“This is the Vail Police dispatch office. We just received a 911 call from one of your guests……….”
It was Tuesday if my mind serves me correctly. We are in full swing at the Antlers. Guests have arrived from all corners of the planet and there is a festive mood as the holidays are upon us. The CME vans are pulling into the courtyard and dropping luggage wherever they can find a place to put it. Parents are unfolding themselves from the vans and some have that look of stupefaction that stems from the 16 hours of travel to get here. There are the usual greetings from the front desk “cool kids” as they help with luggage and get our travelers situated. The children immediately run to make snowballs and start tossing them at the cool kids. Mark takes one in the cheek and says not a word. Happy, Happy, Happy.
This is pretty much the order of the days this time of year. Check-ins, check-outs, answer a lot of question with regard to restaurants, lift tickets and ski school inquiries. The Engineering department will get calls to fix TVs and DVD players that are not broken, fireplaces that will not light and rooms that are too cold. It is the usual kind of thing that we handle in a typical 18 hour day. We have pride in ourselves and always remain professional even though it can get a bit repetitive. It’s what happens after the 18 hours, between midnight and 6:00AM, that gets interesting and certainly not routine.
I was the on call manager this particular evening. As long as I’ve been doing this, I’ve never been totally at ease when I finally do fall asleep. Kind of like “sleeping with one eye open”. I’m always thinking in a comatose state “Will there be a pool fire tonight or a noise disturbance that is unexplained after investigation? Late check-ins are always common.” Nonetheless, if I am woken up in the middle of the night, it’s nearly impossible to fall back asleep.
I have a phone in Unit 101 that belongs in the Smithsonian when I retire it. The ring tone is unique and LOUD and it has never failed to make me leap from bed when it is activated. There was a ting-a-ling at 3:00am this particular morning and the Police Dispatcher explained the call. “A guest from another unit just dialed 911 and apparently there is someone locked out on their balcony. He is yelling for help. I have sent an officer to the Antlers to investigate.” The challenge was in front of me. I will beat the officer to the punch and rescue the guest before the officer gets here.

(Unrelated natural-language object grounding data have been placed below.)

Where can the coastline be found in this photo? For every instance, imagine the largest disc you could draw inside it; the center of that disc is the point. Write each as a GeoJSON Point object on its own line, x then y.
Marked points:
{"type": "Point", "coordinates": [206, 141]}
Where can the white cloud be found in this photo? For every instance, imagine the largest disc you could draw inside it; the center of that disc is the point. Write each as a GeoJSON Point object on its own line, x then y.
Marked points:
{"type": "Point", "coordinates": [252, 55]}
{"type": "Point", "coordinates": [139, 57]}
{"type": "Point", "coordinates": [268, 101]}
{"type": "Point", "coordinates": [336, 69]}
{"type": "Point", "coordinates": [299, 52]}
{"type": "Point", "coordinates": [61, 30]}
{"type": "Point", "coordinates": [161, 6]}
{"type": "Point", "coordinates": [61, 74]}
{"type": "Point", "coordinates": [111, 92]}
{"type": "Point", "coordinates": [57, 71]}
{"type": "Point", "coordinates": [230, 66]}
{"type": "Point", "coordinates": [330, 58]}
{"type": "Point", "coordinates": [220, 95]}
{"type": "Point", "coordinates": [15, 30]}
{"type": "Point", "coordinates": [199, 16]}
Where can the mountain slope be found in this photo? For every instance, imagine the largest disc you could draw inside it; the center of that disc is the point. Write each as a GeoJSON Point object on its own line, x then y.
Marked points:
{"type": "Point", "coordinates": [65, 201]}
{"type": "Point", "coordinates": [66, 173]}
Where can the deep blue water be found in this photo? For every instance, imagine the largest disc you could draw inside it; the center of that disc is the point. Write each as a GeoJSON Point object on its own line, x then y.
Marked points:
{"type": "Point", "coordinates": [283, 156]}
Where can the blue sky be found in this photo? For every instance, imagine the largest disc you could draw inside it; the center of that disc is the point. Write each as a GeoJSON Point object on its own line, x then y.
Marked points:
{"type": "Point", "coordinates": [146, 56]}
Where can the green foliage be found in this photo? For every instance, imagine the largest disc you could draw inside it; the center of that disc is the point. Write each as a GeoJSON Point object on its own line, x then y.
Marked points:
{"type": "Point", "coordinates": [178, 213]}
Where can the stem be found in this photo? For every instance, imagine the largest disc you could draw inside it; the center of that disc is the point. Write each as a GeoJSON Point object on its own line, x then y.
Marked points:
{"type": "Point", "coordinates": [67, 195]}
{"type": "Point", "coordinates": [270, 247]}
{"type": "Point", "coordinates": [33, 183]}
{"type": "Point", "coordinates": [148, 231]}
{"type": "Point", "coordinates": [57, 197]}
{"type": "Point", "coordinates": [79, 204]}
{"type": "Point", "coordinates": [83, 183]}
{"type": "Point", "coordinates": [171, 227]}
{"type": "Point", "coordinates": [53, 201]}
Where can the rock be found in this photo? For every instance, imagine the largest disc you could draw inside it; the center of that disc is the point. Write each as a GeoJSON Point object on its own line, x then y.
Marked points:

I threw on some boots, and a jacket over my pajamas. There was no time for make-up…. a guest needed to be rescued from the 10 degree temps. I hustled to the back of the building along the bike path and sheepishly started to yell up to the balconies above me. “Hello. Is there anybody up there? Hello. Can you hear me? Hello.”
Finally there was a response to my bellows in the dark. “Dude. I’m over here and I’m freezing my …. off. There’s something wrong with this door. It doesn’t open.” He was only a few floors up and I assured him that help was on it’s way. I hustled to the 3rd floor to consummate the rescue.
I entered the unit within a minute or two and thought it was peculiar that all the lights were on, the TV was on and 3 digits past earsplitting, and something was cooking on the stove. I thought to myself. “This guy works nights or he has some serious jet lag going on.”
I noticed immediately the cute, little pooch in the Antlers condominium. He didn’t come running over and greet me as an intruder with a snarl or a bark. He was sitting directly in front of the sliding glass door, his tail wagging back and forth. He turned only his head around and said “Are you here to save my Master?” I answered “Yes” and opened the locked door.
“Ohhhh thanks dude. How does this door work anyway?” he asked me. I showed him and said “If that’s it, I’m going back to bed.”
He said “Thanks again dude. I’m going to eat my dinner.”
I didn’t want to have a puzzled look on my face but I know I did.
The police officer showed up just as I was leaving and asked me “Is everything under control?”
“Routine….almost. Thanks for coming by. I’m going back to bed.”
That reminds me of the time a few years ago when we were hosting the annual CACI board retreat, as we do each September. Christine Schlagor, who was then the Colorado Managing Director for Quest Diagnostics, is an attractive, early-fifties, very sophisticated, professional business woman. My experience serving with her on the CACI board is such that it’s hard to imagine her wearing anything but a nice business suit and high heels. Christine had been at the afternoon meeting on Thursday, as well as the evening festivities, but was curiously absent at the Friday morning session. That is, until she showed up about thirty minutes late. A gap in the meeting conversation allowed her to share the story that she had stepped out on the balcony (second floor in this case) and had been similarly locked out. After ten or fifteen minutes of hoping someone would wander by on the bikepath, she took matters into her own hands and climbed over the railing, hung off the edge of the deck and then dropped the five or six feet to the ground below. I believe she had slipped off the heels and performed her acrobatics barefoot.
Needless to say, as her host I was thoroughly embarrassed that she had been forced to undergo the experience. Fortunately, she was typically gracious about it. No hard feelings. Best of all, for the next year or two she became frequently and affectionately referred to by the other board members as “MacGyver”.